I just upgraded my cluster to 5.2 and in the process of moving some shards after restart one of the nodes just dies without any logs. The only thing I could find was this in syslog:
Feb 2 20:53:34 es-replicashard2 kernel: [896534.883938] Out of memory: Kill process 11816 (java) score 354 or sacrifice child
Feb 2 20:53:34 es-replicashard2 kernel: [896534.884353] Killed process 11816 (java) total-vm:805368608kB, anon-rss:31801460kB, file-rss:3147904kB
Feb 2 20:53:35 es-replicashard2 systemd: elasticsearch.service: Main process exited, code=killed, status=9/KILL
Feb 2 20:53:35 es-replicashard2 systemd: elasticsearch.service: Unit entered failed state.
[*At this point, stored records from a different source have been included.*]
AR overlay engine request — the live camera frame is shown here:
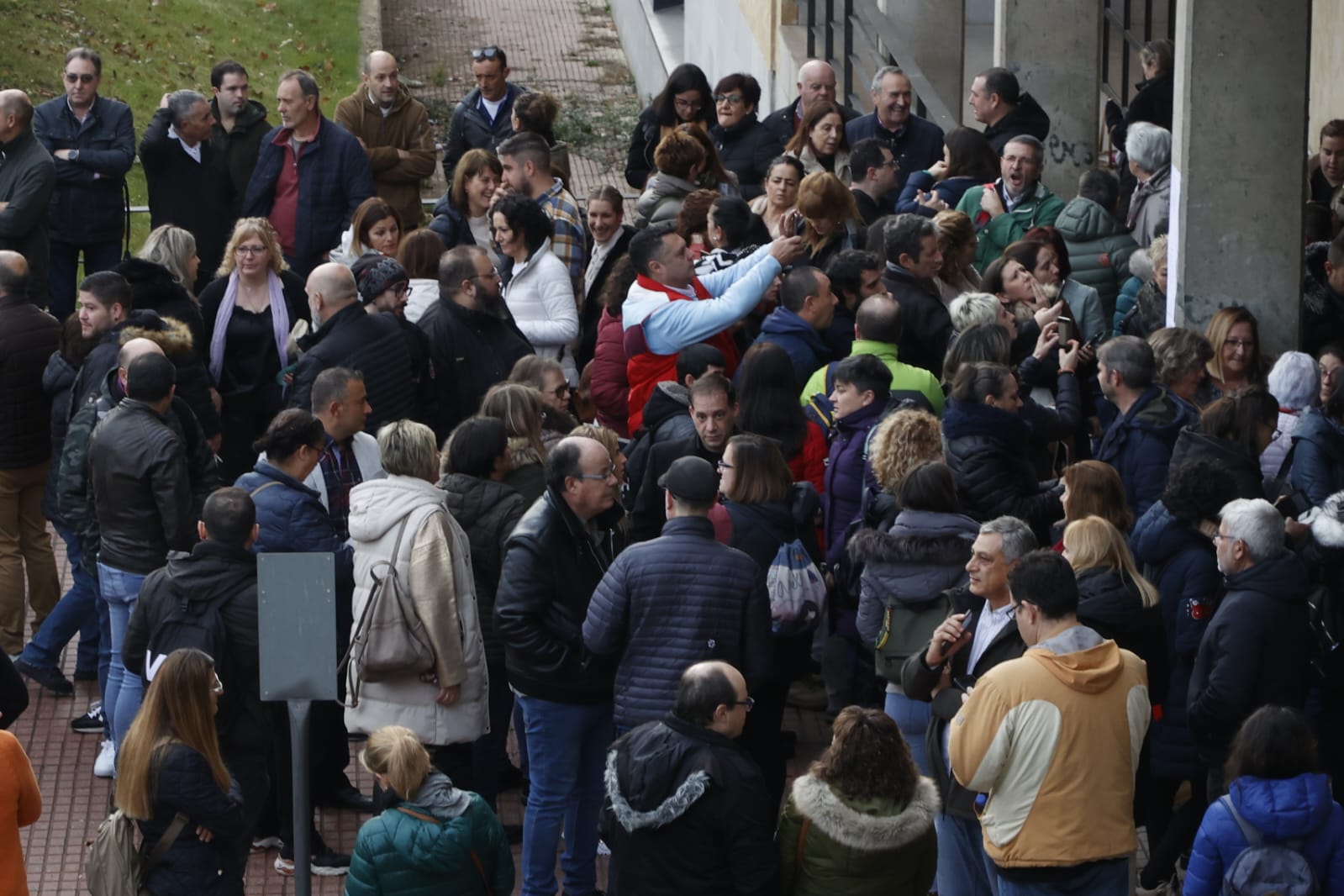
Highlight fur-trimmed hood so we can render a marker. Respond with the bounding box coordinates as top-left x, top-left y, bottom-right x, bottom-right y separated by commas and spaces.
792, 775, 942, 851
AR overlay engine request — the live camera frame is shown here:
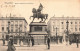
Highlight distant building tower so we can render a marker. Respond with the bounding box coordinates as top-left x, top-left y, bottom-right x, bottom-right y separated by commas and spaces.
48, 17, 80, 41
0, 17, 28, 43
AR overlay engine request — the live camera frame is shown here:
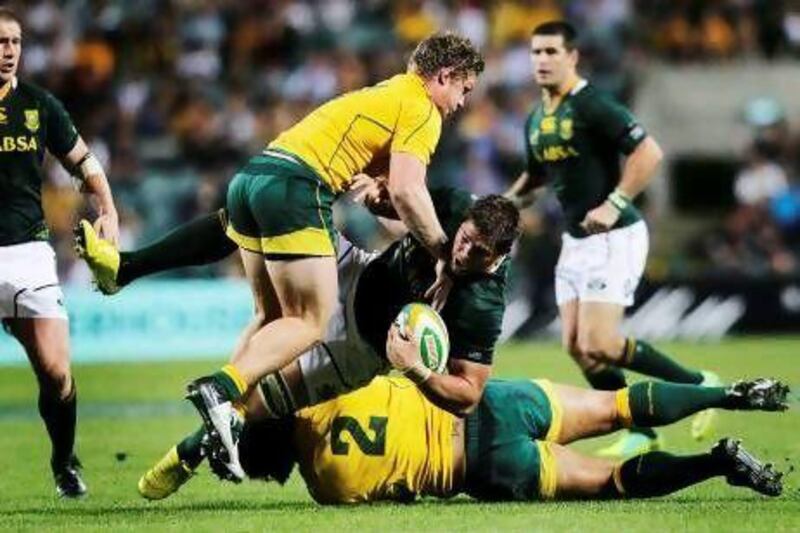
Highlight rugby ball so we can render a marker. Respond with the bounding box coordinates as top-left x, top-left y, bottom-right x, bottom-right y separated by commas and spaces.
394, 303, 450, 374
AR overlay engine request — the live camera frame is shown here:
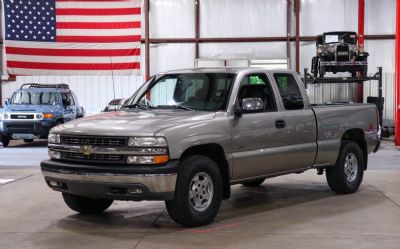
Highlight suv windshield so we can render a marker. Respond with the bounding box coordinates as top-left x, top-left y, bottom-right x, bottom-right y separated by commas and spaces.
126, 73, 235, 111
11, 91, 57, 105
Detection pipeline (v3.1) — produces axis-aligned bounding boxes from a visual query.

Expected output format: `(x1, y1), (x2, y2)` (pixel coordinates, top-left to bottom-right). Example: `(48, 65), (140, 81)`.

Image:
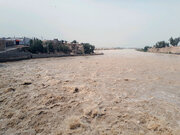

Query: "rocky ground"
(0, 50), (180, 135)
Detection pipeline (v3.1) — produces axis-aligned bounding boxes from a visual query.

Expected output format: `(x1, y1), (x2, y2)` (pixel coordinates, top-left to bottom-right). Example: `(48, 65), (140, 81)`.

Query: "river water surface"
(0, 50), (180, 135)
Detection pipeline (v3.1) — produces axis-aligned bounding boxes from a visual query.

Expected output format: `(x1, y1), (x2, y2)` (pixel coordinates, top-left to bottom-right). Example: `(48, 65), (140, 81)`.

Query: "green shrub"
(82, 43), (95, 54)
(29, 38), (44, 53)
(154, 41), (169, 48)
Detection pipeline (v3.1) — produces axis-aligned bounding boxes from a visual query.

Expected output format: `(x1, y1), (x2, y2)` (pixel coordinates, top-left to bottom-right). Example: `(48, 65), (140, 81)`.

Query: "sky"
(0, 0), (180, 48)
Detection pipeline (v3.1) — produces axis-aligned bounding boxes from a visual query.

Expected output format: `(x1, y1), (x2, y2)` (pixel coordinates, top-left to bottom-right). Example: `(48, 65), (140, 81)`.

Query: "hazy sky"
(0, 0), (180, 47)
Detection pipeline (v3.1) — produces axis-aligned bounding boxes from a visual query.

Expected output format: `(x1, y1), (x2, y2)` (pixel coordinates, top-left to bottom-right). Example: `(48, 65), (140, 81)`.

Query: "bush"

Feb 2 20:53:35 es-replicashard2 systemd: elasticsearch.service: Failed with result 'signal'.
I have around 3.6 billion documents. 8 nodes: 2 clients, 4 nodes master+data, 2 nodes just data. The memory for each node except the clients is 94GB with 28G heap size (also 14 core each). The settings for shards (allocations, transition, etc.) are the default. Also, each node has around 150-160 shards.
So my questions are:
- What does this out of memory indicate? Is this the heap size cause it says (java) or the total of the memory for the machine?
- Is there a limit in terms of memory for the number of shards that each node can handle? And if it's yes, how can I calculate the size of needed memory during shards transition after restart?
- I haven't seen out of memory for shard transitions in my cluster since the beginning (0.9). I've seen out of memory for big search/aggregations though (before version 2.0). I've also seen performance impact when you have lots of shards on the node. But I think my nodes are big enough for a moderate inserts/updates of 40-50 million per day and 20k-30k query/aggs per day. Am I wrong on this?
I always look at the disk or performance for adding new node to the cluster. I never though during the shards relocation there is a memory usage that I have to take into account. Kinda like index building of MongoDB when it runs out of memory if the index is bigger that the machine memory.
PS: I removed about 400M documents (packetbeat) and started the node again. The cluster is green.
Update: The cluster was green but it happened again!